Credibilidade da fiscalização do país está em xeque, diz UE
Embaixador europeu afirma que é preciso mais informações para recuperação da confiança
O embaixador da União Europeia no Brasil, João Cravinhos, afirma que a credibilidade do sistema de fiscalização do país foi colocada em xeque pela Operação Carne Fraca, da Polícia Federal, que investiga um esquema de pagamento de suborno a fiscais agropecuários para emissão de certificados.
“Queremos evitar a suspensão da compra de carne brasileira, mas está nas mãos do Ministério da Agricultura.” Folha - O comissário da União Europeia Vytenis Andriukaitis disse que estuda medidas mais rigorosas para a importação de carne brasileira. Quais medidas seriam tomadas?
João Cravinhos - Essa crise apanhou a todos de surpresa. Já reforçamos a verificação na fronteira. Agora estamos checando visualmente tudo o que entra e fazendo exames biológicos em 20% dos produtos. O comissário deixou claro as informações técnicas que precisamos. Estamos aguardando uma carta do Ministério da Agricultura sobre o assunto.

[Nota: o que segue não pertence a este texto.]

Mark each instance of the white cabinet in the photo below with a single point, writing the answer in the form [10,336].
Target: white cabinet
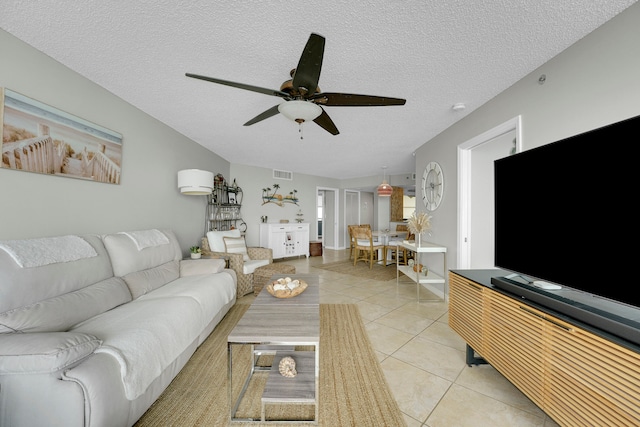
[285,240]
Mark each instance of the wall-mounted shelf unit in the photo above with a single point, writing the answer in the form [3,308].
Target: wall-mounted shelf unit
[223,208]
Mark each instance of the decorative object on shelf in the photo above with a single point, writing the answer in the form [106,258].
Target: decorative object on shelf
[278,199]
[195,182]
[384,189]
[432,186]
[286,287]
[234,193]
[287,367]
[418,223]
[196,252]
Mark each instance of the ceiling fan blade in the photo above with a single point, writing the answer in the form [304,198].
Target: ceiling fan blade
[352,100]
[272,92]
[265,115]
[325,122]
[307,72]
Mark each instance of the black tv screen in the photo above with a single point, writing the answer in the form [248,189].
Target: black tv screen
[565,212]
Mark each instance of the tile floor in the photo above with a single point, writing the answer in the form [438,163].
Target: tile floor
[422,358]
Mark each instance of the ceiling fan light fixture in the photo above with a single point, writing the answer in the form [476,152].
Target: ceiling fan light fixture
[299,111]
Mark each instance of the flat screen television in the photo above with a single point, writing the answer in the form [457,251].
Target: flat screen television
[565,215]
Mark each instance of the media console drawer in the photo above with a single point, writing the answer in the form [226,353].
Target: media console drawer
[576,376]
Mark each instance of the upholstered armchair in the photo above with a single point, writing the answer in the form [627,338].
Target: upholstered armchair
[243,260]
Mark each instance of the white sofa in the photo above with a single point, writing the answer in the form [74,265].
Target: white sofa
[94,328]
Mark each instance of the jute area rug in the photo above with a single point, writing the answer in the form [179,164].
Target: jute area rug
[361,269]
[353,389]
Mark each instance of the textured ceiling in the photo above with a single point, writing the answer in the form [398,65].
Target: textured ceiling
[433,53]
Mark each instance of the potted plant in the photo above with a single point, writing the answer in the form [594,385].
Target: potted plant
[196,252]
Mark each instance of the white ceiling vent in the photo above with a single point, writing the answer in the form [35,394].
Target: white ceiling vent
[278,174]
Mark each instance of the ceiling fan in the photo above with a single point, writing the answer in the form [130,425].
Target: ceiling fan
[303,99]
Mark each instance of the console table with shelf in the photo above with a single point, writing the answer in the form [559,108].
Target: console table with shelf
[578,374]
[431,280]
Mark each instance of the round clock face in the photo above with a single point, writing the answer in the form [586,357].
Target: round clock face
[432,186]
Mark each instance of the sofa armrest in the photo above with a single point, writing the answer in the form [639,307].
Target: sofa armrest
[44,352]
[194,267]
[260,253]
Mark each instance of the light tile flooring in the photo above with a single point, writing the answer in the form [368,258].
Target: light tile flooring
[422,358]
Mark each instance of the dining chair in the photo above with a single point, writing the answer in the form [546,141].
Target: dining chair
[399,253]
[352,244]
[365,247]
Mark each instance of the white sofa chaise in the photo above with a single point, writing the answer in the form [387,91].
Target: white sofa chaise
[94,328]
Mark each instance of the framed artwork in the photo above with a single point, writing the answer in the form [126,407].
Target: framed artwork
[37,137]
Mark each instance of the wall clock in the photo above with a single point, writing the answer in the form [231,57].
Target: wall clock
[432,186]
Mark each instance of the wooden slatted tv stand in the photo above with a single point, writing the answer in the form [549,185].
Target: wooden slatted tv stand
[578,375]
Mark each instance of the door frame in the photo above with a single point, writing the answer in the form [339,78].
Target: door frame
[464,182]
[328,228]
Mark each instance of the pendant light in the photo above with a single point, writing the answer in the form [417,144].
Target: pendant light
[384,189]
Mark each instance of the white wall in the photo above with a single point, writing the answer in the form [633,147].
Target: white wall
[37,205]
[591,84]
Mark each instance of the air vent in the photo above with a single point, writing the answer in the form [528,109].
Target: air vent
[277,174]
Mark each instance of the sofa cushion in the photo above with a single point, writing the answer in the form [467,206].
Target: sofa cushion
[250,266]
[141,282]
[215,239]
[143,342]
[62,312]
[31,299]
[126,258]
[236,245]
[44,353]
[196,267]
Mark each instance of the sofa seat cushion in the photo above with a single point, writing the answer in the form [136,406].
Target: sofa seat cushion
[62,283]
[60,313]
[212,291]
[145,343]
[126,258]
[49,352]
[216,239]
[250,266]
[144,281]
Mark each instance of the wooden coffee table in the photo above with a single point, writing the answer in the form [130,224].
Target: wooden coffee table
[276,326]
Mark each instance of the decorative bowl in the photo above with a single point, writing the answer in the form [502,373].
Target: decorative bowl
[286,287]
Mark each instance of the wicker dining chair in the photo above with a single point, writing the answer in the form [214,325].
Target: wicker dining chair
[365,248]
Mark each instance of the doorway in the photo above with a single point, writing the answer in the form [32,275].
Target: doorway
[475,209]
[327,216]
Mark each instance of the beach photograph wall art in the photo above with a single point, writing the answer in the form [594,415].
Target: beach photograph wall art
[37,137]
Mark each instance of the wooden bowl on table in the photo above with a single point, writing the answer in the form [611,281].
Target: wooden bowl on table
[286,287]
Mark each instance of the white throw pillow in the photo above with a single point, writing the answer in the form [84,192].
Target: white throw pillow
[236,245]
[216,244]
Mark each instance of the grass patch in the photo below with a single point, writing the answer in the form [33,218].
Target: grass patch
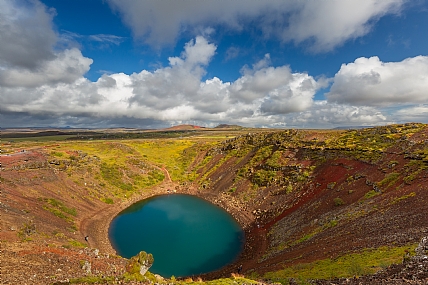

Na próxima semana, haverá uma reunião entre os 28 países-membros da UE sobre saúde animal, e o tema também será discutido pelo Parlamento Europeu. Essa questão estará sob os holofotes em Bruxelas e precisamos de todas as informações para esclarecer as dúvidas. Queremos evitar uma suspensão da compra de carne brasileira, mas está nas mãos do ministério. O Ministério da Agricultura argumenta que os problemas de qualidade estão restritos a poucas unidades frigoríficas. A Europa tem dúvidas sobre a qualidade da carne brasileira?
Nós dependemos inteiramente de confiança num sistema de fiscalização agropecuária que conhecemos no papel e por meio de visitas pontuais. Quando há uma investigação da Polícia Federal que diz que a prática não corresponde a teoria, tocam todos os sinos de alarme. Não sabemos se isso é verdade ou falso, mas a credibilidade foi colocada em xeque.
Portanto, precisamos das informações adicionais que permitam restaurar a confiança que foi abalada. A investigação da PF apontou uma forte promiscuidade na relação entre as empresas e os fiscais agropecuários, inclusive com o pagamento de suborno. Essa questão preocupa a Europa?
Se houve suborno, precisamos saber se é pontual ou sistêmico e se isso gera algum perigo para o consumidor europeu. A princípio, ninguém suborna um fiscal para exportar carne de boa qualidade.
Mas o fundamental para a Europa é que o Brasil tenha um mecanismo de fiscalização que separe as carnes que não estão em condições de serem comercializadas.
Se esse resultado é alcançado de forma pouco ortodoxa, as autoridades brasileiras devem procurar resolver. A Operação Carne Fraca pode prejudicar o acordo de livrecomércio entre Mercosul e União Europeia?
Não. Esse tema não é discutido nesse tipo de negociação, que abrange principalmente cotas e tarifas. Não vai entrar carne sem qualidade na UE, com ou sem acordo. Na semana passada, negociadores dos dois blocos econômicos estiveram reunidos em Buenos Aires. Qual é a sua expectativa para a evolução das conversas?
Estou otimista. Em nenhum momento, desde que começamos a conversar, em 1999, houve um quadro tão favorável à conclusão das negociações.
Temos no Brasil e na Argentina governos muito comprometidos com um acordo, o que não acontecia no passado.
Do lado europeu, a determinação política nunca foi tão grande. Em um momento em que a globalização é colocada em xeque nos EUA e por movimentos dentro da própria Europa, temos que responder.